Sur tous ces vieux murs noirs de Paris, des mains de femmes ou d'artistes ont su placer des fleurs ou des cages d'oiseaux, et il n'est si triste ruelle qui ne recèle un peu de poésie et de rêve, des giroflées et des chansons.


BILLET D'ENTRÉE A L'ASSEMBLÉE NATIONALE.
Collection du Musée Carnavalet.

La prison des Carmes est proche, rue de Vaugirard, à l'angle de la rue d'Assas, et le décor est resté intact qui servit à l'horrible drame des égorgements de 1792. On retrouve encore, au pied de l'escalier, le carrelage de la petite pièce où entre deux couloirs, Maillard plaça la chaise et la table qui constituèrent le tribunal sanglant des massacres de Septembre; le balcon, tapissé de plantes grimpantes, par où débouchèrent les malheureux qui tombaient assommés, lardés de coups de pique, ou que l'on «tirait» dans le grand jardin; et l'on peut lire, au premier étage, sur le mur qui porte l'empreinte rouge des sabres dégouttant de sang dont se servirent les tueurs, les signatures des belles prisonnières qui, pendant de longs jours, anxieuses, terrifiées, attendaient chaque soir le fatal bulletin de comparution au Tribunal: Mesdames d'Aiguillon, Terezia Cabarrus-Tallien, Joséphine de Beauharnais.

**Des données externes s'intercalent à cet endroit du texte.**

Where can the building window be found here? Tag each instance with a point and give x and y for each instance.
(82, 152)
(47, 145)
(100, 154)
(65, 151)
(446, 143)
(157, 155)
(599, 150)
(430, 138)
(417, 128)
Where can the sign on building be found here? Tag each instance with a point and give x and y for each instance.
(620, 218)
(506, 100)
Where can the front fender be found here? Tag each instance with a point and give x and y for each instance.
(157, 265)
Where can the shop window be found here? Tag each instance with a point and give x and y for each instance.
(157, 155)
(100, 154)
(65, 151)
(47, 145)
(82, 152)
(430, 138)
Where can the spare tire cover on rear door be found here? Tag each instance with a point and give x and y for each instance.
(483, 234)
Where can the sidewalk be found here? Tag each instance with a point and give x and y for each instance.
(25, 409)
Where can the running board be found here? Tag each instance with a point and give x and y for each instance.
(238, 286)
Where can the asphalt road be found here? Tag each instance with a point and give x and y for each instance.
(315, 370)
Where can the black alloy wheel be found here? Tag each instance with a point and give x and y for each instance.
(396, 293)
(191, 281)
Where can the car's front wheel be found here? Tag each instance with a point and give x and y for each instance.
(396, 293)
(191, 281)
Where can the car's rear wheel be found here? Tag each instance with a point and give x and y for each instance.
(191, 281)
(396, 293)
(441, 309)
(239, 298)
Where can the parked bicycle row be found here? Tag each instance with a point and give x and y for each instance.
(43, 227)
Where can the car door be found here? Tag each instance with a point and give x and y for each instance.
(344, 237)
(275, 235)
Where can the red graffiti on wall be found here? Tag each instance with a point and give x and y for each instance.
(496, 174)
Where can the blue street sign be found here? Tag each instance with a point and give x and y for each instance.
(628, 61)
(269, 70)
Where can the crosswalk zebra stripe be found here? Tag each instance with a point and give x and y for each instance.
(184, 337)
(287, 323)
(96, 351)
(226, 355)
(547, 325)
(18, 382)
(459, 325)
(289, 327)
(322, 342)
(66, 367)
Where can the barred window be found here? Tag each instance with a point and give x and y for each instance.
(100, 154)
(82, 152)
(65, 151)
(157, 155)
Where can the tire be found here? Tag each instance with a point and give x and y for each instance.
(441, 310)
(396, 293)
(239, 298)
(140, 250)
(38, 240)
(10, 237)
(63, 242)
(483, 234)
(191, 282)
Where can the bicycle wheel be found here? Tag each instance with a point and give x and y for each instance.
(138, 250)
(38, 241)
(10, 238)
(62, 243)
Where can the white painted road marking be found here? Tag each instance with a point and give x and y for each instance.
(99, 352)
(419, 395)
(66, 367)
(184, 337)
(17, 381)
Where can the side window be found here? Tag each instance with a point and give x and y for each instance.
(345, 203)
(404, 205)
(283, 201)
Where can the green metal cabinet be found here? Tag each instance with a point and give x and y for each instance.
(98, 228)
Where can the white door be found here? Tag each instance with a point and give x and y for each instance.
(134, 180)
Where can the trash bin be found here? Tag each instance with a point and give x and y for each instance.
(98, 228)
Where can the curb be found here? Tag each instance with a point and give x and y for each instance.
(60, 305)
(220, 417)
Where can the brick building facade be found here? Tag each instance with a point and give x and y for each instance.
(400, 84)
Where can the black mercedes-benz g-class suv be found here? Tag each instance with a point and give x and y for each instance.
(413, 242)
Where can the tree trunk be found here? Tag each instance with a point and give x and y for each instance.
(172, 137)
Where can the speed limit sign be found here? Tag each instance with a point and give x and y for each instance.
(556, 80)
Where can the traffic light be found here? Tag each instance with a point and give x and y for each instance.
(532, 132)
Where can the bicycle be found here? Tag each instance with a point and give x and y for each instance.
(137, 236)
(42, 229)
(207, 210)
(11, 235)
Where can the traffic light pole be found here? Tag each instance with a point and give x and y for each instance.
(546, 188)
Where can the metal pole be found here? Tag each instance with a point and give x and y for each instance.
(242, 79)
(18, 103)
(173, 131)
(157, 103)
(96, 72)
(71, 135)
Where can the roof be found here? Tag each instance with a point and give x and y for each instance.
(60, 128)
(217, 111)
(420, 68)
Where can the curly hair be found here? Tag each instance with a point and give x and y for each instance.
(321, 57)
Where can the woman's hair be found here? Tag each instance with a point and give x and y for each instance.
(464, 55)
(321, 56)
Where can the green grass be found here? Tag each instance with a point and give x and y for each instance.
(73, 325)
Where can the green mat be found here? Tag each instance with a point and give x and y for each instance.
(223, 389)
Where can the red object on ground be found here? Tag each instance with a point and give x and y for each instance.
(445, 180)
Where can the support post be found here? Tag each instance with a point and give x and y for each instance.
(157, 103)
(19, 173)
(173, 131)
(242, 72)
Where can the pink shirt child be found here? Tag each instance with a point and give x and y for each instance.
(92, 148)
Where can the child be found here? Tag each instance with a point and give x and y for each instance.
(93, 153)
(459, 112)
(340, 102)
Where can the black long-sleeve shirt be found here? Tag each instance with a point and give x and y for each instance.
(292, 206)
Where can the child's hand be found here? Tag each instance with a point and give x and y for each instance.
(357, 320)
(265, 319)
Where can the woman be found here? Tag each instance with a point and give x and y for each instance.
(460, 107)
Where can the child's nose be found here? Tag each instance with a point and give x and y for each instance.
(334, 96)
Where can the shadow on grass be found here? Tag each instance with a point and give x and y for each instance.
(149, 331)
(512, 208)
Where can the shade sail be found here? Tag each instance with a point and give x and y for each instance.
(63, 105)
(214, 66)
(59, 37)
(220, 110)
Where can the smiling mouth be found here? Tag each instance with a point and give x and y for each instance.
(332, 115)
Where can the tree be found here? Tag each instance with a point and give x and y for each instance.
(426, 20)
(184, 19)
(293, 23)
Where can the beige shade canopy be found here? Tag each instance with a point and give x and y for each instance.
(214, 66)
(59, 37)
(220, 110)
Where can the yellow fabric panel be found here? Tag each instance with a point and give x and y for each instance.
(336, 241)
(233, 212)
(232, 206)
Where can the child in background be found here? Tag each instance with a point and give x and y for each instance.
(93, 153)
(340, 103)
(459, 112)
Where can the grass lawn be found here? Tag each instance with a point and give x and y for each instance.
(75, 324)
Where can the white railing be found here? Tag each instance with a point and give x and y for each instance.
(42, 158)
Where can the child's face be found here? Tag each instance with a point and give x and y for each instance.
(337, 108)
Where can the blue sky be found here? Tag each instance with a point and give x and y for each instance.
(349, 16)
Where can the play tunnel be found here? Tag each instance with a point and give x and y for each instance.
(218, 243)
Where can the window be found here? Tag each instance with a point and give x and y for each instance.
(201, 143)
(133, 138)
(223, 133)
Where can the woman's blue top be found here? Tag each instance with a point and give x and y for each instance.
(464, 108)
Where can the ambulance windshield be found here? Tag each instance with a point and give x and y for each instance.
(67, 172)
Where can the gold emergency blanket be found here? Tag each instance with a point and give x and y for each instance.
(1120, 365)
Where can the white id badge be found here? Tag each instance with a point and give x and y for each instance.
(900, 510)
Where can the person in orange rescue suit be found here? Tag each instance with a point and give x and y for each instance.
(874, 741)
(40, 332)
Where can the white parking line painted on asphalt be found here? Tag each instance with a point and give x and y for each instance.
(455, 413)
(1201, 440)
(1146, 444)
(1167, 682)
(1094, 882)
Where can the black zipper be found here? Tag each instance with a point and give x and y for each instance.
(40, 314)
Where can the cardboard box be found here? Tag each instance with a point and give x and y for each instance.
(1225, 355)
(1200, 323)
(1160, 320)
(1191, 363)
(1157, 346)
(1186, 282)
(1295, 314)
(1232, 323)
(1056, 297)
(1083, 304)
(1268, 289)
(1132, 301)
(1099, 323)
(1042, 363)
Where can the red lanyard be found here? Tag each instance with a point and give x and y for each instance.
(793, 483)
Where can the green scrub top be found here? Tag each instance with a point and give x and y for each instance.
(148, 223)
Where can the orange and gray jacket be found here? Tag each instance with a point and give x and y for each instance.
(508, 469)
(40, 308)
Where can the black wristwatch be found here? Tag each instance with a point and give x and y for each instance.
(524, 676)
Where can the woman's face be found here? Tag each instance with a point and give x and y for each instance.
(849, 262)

A cette époque, Tallien, suspect lui-même, traînant après lui une meute d'espions, rôdait du soir au matin autour de cette sinistre prison où était enfermée la femme qu'il aimait. Un jour il trouva sur sa table, 17, rue de la Perle, un poignard qu'il reconnut, un bijou d'Espagne familier aux mains de Terezia. C'était un ordre impératif, et le 7 thermidor ce billet lui fut remis «de la Force»: «L'administrateur de police sort d'ici. Il est venu m'annoncer que demain je monterai au Tribunal, c'est-à-dire sur l'échafaud. Cela ressemble bien peu au rêve que j'ai fait cette nuit: Robespierre n'existait plus et les prisons étaient ouvertes... Mais, grâce à votre insigne lâcheté, il ne se trouvera bientôt plus personne en France capable de le réaliser!»

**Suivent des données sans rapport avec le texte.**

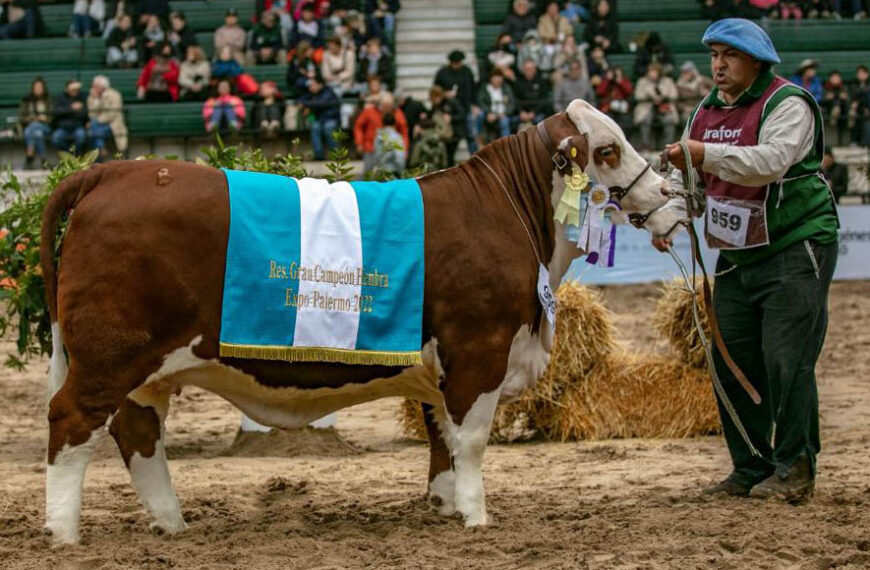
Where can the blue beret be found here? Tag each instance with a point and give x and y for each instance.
(744, 35)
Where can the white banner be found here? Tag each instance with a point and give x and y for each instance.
(636, 261)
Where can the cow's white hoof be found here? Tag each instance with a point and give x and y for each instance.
(442, 493)
(58, 538)
(476, 519)
(163, 528)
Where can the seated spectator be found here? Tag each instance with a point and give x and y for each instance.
(653, 50)
(180, 35)
(268, 109)
(534, 49)
(858, 9)
(194, 75)
(836, 174)
(614, 96)
(574, 86)
(787, 8)
(458, 83)
(152, 36)
(553, 27)
(835, 103)
(375, 60)
(534, 99)
(692, 87)
(122, 44)
(498, 107)
(225, 67)
(568, 53)
(576, 12)
(88, 17)
(19, 19)
(806, 78)
(449, 120)
(367, 124)
(338, 66)
(602, 29)
(389, 147)
(319, 9)
(519, 21)
(70, 114)
(598, 66)
(158, 82)
(266, 39)
(224, 111)
(502, 57)
(322, 109)
(309, 28)
(106, 112)
(301, 69)
(656, 96)
(34, 115)
(231, 35)
(428, 152)
(159, 8)
(384, 13)
(859, 107)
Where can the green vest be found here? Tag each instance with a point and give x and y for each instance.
(801, 205)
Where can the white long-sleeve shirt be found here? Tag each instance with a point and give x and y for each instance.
(786, 137)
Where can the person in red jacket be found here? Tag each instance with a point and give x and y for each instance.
(224, 111)
(367, 124)
(158, 82)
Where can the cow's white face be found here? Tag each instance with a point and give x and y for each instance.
(613, 162)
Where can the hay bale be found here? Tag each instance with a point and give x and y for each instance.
(673, 320)
(637, 395)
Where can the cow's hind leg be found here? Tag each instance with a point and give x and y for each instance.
(442, 489)
(138, 430)
(75, 428)
(469, 420)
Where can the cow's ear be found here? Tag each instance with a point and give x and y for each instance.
(577, 150)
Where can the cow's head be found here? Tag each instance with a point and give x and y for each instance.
(613, 162)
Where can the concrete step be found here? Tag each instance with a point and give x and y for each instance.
(415, 36)
(407, 14)
(436, 24)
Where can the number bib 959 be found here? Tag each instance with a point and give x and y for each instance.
(735, 224)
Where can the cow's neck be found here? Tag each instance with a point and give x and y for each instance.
(524, 166)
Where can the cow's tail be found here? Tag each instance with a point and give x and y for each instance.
(62, 200)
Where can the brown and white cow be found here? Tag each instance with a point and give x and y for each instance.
(136, 302)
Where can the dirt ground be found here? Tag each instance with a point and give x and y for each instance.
(356, 501)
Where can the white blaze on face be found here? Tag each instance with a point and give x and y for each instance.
(646, 195)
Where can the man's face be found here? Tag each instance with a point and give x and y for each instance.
(733, 70)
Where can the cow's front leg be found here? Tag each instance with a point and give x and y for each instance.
(139, 432)
(442, 479)
(471, 395)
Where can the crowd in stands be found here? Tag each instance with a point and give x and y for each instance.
(340, 74)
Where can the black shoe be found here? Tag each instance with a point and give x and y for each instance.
(795, 488)
(731, 486)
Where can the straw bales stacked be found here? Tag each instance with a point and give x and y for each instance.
(594, 390)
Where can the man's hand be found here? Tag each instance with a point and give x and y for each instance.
(661, 243)
(675, 154)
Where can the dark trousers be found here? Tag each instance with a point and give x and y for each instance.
(773, 316)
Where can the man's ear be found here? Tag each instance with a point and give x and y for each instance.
(577, 150)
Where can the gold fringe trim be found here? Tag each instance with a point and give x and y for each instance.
(318, 354)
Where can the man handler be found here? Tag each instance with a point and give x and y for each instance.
(757, 143)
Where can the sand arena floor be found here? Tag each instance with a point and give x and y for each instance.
(356, 501)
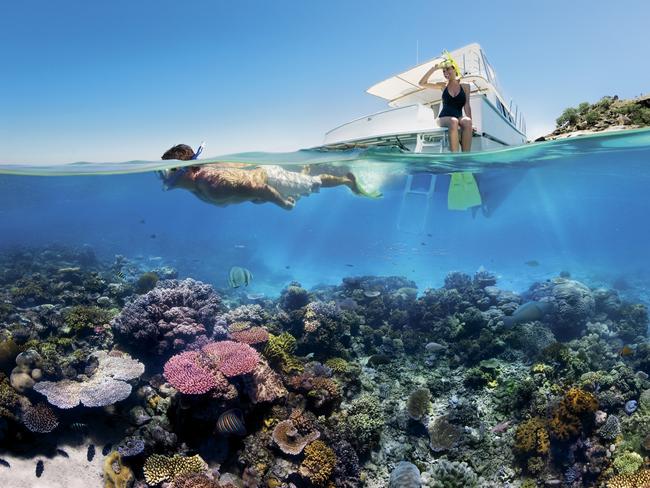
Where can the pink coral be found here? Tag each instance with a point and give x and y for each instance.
(186, 373)
(232, 358)
(254, 335)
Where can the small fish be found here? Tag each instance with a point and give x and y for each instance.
(62, 453)
(501, 427)
(239, 276)
(231, 423)
(90, 455)
(626, 351)
(434, 347)
(255, 296)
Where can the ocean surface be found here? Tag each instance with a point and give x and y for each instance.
(571, 211)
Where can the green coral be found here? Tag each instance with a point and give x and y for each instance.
(318, 464)
(83, 318)
(146, 282)
(365, 420)
(627, 463)
(279, 350)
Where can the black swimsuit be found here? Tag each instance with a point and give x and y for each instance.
(453, 106)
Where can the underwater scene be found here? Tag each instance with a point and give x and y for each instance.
(457, 320)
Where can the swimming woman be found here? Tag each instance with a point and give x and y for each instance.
(455, 98)
(228, 183)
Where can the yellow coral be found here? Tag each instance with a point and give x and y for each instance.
(532, 437)
(116, 475)
(158, 468)
(318, 464)
(640, 479)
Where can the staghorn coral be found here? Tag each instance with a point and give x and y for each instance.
(318, 464)
(169, 317)
(532, 437)
(106, 386)
(158, 468)
(116, 474)
(289, 440)
(40, 419)
(231, 358)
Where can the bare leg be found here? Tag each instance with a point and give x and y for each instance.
(452, 124)
(466, 134)
(270, 194)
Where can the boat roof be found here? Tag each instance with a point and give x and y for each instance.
(404, 89)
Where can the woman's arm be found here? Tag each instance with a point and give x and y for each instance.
(424, 82)
(467, 107)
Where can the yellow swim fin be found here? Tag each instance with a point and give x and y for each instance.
(463, 192)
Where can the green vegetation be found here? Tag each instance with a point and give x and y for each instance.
(606, 112)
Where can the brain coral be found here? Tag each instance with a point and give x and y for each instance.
(158, 468)
(40, 419)
(169, 317)
(289, 440)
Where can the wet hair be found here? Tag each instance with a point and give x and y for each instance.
(182, 152)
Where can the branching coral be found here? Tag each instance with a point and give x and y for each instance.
(106, 386)
(318, 464)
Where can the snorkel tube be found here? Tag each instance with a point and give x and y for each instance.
(171, 180)
(452, 62)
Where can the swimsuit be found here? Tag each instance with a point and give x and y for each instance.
(453, 106)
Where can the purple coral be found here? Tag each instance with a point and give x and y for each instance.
(169, 317)
(232, 358)
(40, 419)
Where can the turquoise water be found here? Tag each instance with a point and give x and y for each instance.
(576, 204)
(363, 279)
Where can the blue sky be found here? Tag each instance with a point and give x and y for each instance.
(122, 80)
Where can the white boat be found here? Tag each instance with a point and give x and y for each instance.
(411, 121)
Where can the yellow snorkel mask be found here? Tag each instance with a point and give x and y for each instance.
(451, 62)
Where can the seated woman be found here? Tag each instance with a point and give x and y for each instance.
(227, 183)
(455, 98)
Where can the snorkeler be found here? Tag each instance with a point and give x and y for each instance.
(455, 98)
(228, 183)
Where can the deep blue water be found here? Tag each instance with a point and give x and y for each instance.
(580, 206)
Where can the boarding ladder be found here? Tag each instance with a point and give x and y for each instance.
(419, 187)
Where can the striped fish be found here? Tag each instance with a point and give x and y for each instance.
(231, 422)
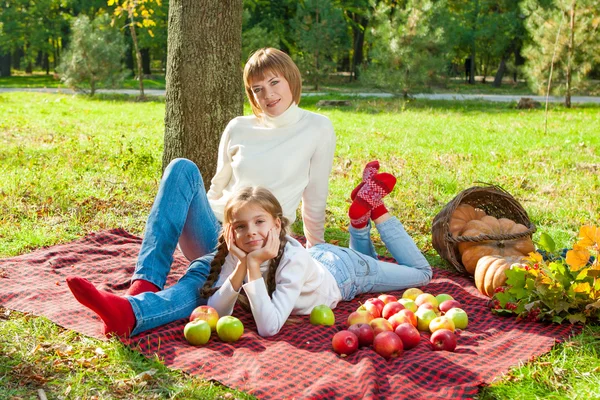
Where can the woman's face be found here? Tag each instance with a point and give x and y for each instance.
(272, 94)
(251, 225)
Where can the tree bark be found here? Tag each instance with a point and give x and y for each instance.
(204, 79)
(500, 73)
(570, 55)
(5, 64)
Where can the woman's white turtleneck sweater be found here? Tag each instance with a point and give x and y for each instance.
(291, 155)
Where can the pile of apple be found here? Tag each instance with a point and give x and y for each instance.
(205, 320)
(393, 325)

En effet, la belle Terezia, visée particulièrement par le Comité, avait été mystérieusement transférée des Carmes à la Force, c'est de là qu'elle faisait parvenir ce testament de vengeance et de mort. Alors Tallien jura de sauver la Patrie; la Patrie, pour lui, c'était la femme qu'il adorait: fou d'amour et de rage, exploitant contre Robespierre toutes les rancunes, toutes les terreurs, toutes les haines, il passait la nuit et la journée du 8 à préparer cette terrible et tragique séance du 9 thermidor, ce duel à mort entre deux partis. Il en appelait à Fouché, à Collot d'Herbois, comme à Durand-Maillane et à Louchet, à Cambon comme à Vadier, à Thuriot comme à Legendre, à ce qui restait des Dantonistes comme aux éternels trembleurs du Marais, puis bondissait à la tribune un poignard à la main, menaçant Robespierre, nerveux, inquiet, affolé, sentant sa toute-puissance s'effondrer, et obtenait enfin, après une effroyable lutte de cinq heures, ce terrible décret de mise hors la loi qui jetait sous le couteau de Sanson ceux-là mêmes qui, depuis deux ans, avaient fauché la Convention.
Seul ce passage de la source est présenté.